I enjoyed this book because, as flawed as the two main characters were, I could relate to both of them. As a once-20-yr-old mother, who made her own share of mistakes because of immaturity, I could relate to Opal. As a middle-aged woman who lost a teenage child, I could relate to Rose and the fact that her grief was a constant part of her life. Yet both these characters carried those traits to extremes that, thank God, I did not.The book is well written. There are a couple of surprising twists thrown into what would otherwise be just a "situation" rather than a plot.

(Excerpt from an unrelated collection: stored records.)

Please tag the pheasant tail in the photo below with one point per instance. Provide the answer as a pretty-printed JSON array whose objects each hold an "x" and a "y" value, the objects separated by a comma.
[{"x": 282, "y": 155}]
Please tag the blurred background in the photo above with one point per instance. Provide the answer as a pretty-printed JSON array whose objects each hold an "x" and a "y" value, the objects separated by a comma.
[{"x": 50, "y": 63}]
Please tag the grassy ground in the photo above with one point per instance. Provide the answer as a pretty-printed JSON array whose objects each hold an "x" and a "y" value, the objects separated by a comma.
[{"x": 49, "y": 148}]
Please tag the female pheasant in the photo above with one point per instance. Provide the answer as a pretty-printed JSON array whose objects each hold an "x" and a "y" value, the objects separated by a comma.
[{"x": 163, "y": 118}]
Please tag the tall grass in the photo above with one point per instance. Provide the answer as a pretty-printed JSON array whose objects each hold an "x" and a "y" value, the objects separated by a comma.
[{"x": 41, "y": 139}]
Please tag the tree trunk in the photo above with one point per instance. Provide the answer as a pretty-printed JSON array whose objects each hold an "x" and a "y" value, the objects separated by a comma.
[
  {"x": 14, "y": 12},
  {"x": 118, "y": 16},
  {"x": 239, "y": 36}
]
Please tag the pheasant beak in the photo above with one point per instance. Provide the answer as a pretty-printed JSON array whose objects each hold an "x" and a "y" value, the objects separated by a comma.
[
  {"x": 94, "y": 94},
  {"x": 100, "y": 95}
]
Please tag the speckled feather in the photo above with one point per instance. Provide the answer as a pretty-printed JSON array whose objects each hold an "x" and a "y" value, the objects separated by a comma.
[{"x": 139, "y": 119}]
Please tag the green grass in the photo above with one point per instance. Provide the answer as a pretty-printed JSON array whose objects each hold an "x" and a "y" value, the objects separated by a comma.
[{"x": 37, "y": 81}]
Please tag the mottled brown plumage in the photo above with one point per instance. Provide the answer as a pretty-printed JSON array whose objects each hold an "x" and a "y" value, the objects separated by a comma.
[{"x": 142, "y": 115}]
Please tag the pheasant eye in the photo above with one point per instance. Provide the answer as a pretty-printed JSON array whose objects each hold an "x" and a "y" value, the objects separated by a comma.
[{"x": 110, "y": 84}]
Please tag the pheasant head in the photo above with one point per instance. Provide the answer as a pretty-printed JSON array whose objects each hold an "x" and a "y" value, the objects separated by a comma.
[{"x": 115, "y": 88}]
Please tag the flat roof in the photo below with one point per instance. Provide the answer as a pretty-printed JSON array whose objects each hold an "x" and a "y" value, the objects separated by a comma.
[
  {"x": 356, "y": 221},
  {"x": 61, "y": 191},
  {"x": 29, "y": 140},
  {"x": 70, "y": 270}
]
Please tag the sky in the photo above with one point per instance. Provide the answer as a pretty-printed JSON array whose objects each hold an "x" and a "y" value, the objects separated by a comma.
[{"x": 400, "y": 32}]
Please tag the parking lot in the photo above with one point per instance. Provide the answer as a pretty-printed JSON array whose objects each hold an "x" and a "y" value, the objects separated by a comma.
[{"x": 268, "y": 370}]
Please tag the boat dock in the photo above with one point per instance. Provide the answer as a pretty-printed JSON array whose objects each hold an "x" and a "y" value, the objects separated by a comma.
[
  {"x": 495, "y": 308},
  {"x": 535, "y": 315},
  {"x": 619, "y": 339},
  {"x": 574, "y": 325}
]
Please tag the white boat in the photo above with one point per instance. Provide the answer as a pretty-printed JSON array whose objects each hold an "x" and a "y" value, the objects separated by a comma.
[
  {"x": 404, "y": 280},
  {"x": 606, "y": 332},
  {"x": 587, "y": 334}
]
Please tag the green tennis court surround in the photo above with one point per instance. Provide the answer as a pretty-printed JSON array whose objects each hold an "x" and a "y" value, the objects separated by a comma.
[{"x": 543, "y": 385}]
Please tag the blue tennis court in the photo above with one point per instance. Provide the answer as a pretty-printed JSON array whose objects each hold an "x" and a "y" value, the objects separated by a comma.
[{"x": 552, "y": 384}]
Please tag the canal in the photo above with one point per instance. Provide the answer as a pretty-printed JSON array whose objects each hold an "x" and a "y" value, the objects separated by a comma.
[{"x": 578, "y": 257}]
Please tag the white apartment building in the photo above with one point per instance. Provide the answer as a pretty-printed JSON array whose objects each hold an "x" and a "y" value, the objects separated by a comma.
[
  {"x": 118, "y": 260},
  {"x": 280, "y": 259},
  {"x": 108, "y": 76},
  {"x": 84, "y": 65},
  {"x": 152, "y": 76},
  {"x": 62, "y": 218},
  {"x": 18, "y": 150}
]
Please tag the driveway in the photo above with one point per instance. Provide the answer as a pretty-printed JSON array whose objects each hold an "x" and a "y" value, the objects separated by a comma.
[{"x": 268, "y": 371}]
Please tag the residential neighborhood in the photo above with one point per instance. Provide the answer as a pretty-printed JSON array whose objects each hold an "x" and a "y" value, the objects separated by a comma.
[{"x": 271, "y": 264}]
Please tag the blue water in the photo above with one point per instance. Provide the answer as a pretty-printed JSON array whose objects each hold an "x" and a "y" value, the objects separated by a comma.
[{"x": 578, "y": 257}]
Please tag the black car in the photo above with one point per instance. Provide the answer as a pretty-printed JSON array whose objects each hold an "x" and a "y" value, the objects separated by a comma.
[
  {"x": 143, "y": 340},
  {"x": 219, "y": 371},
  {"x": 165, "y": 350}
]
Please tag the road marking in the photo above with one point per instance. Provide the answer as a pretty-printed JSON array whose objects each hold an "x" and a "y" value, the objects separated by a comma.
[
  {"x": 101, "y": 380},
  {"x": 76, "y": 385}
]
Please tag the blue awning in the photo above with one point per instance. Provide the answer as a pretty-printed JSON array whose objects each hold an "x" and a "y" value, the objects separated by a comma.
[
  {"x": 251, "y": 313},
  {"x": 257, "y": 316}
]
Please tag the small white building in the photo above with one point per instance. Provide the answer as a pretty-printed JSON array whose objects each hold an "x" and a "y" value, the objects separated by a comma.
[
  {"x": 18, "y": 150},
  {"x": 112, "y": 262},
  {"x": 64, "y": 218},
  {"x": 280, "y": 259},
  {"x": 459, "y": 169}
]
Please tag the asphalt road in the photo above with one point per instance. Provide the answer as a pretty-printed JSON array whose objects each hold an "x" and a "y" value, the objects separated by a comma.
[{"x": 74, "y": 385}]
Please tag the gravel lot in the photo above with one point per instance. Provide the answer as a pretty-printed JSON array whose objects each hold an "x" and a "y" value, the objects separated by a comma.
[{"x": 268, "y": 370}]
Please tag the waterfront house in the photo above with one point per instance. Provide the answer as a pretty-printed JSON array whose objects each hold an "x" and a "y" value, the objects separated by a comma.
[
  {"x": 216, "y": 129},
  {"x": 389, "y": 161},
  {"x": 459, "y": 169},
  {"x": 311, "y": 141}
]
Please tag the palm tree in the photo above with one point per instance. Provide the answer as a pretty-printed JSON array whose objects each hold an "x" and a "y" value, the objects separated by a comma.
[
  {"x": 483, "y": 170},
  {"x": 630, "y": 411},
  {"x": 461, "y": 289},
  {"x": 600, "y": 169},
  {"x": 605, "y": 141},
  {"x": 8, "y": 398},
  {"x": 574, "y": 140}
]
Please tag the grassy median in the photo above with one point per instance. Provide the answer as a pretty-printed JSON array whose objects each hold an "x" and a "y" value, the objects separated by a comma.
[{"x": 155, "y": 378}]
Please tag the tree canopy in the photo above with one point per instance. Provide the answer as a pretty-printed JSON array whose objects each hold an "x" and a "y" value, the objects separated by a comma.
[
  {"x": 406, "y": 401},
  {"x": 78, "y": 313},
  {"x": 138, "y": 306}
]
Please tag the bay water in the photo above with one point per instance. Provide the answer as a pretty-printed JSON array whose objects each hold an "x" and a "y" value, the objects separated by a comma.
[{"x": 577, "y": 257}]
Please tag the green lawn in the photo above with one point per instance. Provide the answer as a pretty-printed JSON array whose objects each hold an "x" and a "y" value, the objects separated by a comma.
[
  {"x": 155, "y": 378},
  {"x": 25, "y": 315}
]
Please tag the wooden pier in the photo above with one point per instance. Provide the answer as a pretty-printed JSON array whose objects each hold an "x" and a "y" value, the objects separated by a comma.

Male readers would probably hate it this boo, but I personally found it a very good read.
—Lois Duncan
4 STARS"In Anne D. LeClaire's Entering Normal, two women are bound by the shared trials of motherhood: birth, hope, separation, and grief. Though Rose Nelson is an older woman still mourning her son, who died five years ago, and Opal Gates is a young single mother scrabbling to raise her 5-year-old son, the two women begin to cleave together.Both move through their worlds in a dreamlike trance, only surfacing above their own self-absorption when confronted by the violence of life: infidelity, passion, jealousy, and death. Though emotionally clueless men bumble around Rose and Opal, they are never able to pierce through these women's barriers. Rose and Opal are too convinced of their own needs--Opal believes she needs no one, while Rose focuses only on her dead son. As the two begin to find each other, the reader awaits the moments of growth that allow them to see beyond themselves." (From Amazon)I picked this novel up for $2 not thinking anything of it and was pleasantly surprised how good it was. A funny warm novel.
—Kris - My Novelesque Life
This was a pick up while at the beach with my family. Well written with characters I easily saw keeping company in the same neighborhood as my granny. The names of the two mothers (Opal and Rose) and the associations one can have to those words added to the expansion of the characters. Alternating 1st person perspective between these two women created a lovely balance as the story built up to the pivotal (and thus transformitive) crisis point. And I am always down with the belief in signs. Good enough read, though not my usual content.